In a comment on Ben’s recent post, LFC wrote, “As you know, different fields have different norms re conferences, and the conf paper in history probably remains more a purely oral medium than in some of the social sciences. Certainly no one reads his/her paper verbatim at a pol sci conference, they just do a summary.”
Wow, I thought, that is different. At every conference of historians I have attended, presenters invariably read their papers word for word — some with a more engaging style, and others, well, not so much. But the norms of our profession seem to dictate that we must stick to the text, not only in our writing but also in our presentation.
There are good reasons for hewing very closely to the paper one has written. Chief among them is that one’s fellow panelists / commenters are prepared to respond to the text you gave them, not to some ex tempore riff on that text.

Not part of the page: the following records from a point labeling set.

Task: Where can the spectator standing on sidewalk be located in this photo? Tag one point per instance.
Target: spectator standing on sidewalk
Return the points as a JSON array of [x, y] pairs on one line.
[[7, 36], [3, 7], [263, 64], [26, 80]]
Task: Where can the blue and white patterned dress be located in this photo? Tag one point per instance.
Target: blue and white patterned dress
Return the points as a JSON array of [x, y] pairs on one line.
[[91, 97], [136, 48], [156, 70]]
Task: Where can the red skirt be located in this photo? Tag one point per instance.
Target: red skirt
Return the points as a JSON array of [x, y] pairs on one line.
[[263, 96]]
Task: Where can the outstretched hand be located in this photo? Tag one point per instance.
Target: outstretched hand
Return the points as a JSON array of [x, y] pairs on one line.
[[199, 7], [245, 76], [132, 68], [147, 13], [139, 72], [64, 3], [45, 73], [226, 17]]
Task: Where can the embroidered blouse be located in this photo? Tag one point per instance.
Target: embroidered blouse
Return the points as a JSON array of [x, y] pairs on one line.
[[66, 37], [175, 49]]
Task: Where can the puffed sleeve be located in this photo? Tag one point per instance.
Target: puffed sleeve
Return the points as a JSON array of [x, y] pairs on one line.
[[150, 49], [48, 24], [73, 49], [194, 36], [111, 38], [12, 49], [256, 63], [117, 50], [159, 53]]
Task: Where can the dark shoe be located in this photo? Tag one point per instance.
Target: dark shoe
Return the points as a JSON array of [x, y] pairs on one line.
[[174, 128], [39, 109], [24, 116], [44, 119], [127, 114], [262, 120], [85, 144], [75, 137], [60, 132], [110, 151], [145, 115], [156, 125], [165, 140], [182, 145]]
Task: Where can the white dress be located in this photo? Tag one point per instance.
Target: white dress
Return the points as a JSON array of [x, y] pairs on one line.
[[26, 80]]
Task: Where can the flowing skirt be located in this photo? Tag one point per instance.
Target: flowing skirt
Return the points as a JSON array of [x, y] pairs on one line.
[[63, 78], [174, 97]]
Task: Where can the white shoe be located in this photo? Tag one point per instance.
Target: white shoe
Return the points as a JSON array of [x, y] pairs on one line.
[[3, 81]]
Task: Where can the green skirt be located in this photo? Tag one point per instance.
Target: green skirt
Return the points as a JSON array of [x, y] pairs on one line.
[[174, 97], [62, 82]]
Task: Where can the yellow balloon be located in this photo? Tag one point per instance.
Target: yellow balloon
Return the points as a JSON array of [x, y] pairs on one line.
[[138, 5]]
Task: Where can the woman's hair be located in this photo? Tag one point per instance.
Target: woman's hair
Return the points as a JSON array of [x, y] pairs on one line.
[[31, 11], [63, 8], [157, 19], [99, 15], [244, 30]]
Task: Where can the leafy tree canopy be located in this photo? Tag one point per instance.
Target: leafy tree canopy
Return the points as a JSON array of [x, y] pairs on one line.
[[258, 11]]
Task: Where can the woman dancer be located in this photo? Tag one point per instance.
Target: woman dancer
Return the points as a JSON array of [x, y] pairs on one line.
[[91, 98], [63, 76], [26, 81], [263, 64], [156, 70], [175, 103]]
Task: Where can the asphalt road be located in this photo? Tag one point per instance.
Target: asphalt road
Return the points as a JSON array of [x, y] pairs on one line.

Another good reason to stick to the script is a consideration of time. The first time I wrote a paper for a conference, my advisor told me that a good rule of thumb is to assume that each typed, double-spaced page takes about two minutes to read. Then you need to read the paper through several times, out loud, and cut as necessary. His concern was that I edit for length, and he was right about that. But I also find it crucial in these cases to edit for style. Many the sentence that lives on the page only to die in the speaking.
Perhaps the biggest reason to stick to the text — to read aloud, word for word, rather than summarizing — is the fact that, well, that seems to be what historians expect of one another. When giving a paper, that’s what historians do. When LFC commented that the history conference paper “probably remains more a purely oral medium,” I am wondering if “verbal” might be a better word there — meaning that historians do not generally rely on slides, visual aids, charts of data. Instead, the history conference paper, like the profession, is heavily logocentric and thoroughly textual. So perhaps it is precisely because history is avowedly not an oral medium that we generally read papers verbatim.
As I was mulling this over, and wondering just how much improvisation one could safely get away with in a conference presentation — not that I would do such a thing, heaven forfend; it’s all purely hypothetical — I began to wonder if this disciplinary practice of ours, this long stylistic tradition, might have its origins or antecedents (or at least its analogic corollary) in what I would call the “high homiletic style” of ecclesiastic practice.
There’s nothing wrong with that style — we wouldn’t have Emerson’s address to the Harvard Divinity students without it, and that text alone is worth all the sermons delivered on any given Sunday across America taken together. Emerson’s address has to be one of the finest sermons ever written. But it’s just that — the writtenness — that is so characteristic of our secular sermonic practice as historians. We try to balance exegesis, contextualization, and application, in prose that is polished and pleasing, sharing the insights we have gleaned from our study for the edification of those who hear. Indeed, our addresses, our talks, our conference papers, probably differ more in aim than in form from homilies.
But even homilists can preach it once in a while — and none better than Emerson:
I once heard a preacher who sorely tempted me to say I would go to church no more. Men go, thought I, where they are wont to go, else had no soul entered the temple in the afternoon. A snow-storm was falling around us. The snow-storm was real, the preacher merely spectral, and the eye felt the sad contrast in looking at him, and then out of the window behind him into the beautiful meteor of the snow. He had lived in vain. He had no one word intimating that he had laughed, or wept, was married or in love, had been commended, or cheated, or chagrined. If he had ever lived and acted, we were none the wiser for it. The capital secret of his profession, namely, to convert life into truth, he had not learned….The true preacher can be known by this, that he deals out to the people his life — life passed through the fire of thought.
We historians are supposed to be spectral, aren’t we? It is not our life, our laughter, our love or commendation, that must come through upon the page. Past lives, other lives — but not our life, surely.
Yet how will those past lives, those other lives, breathe and move and have their being again, except through the fire of our thought? If we do not put our own lives into our work, no other life will come through either — though we speak in the tongues of men and of angels.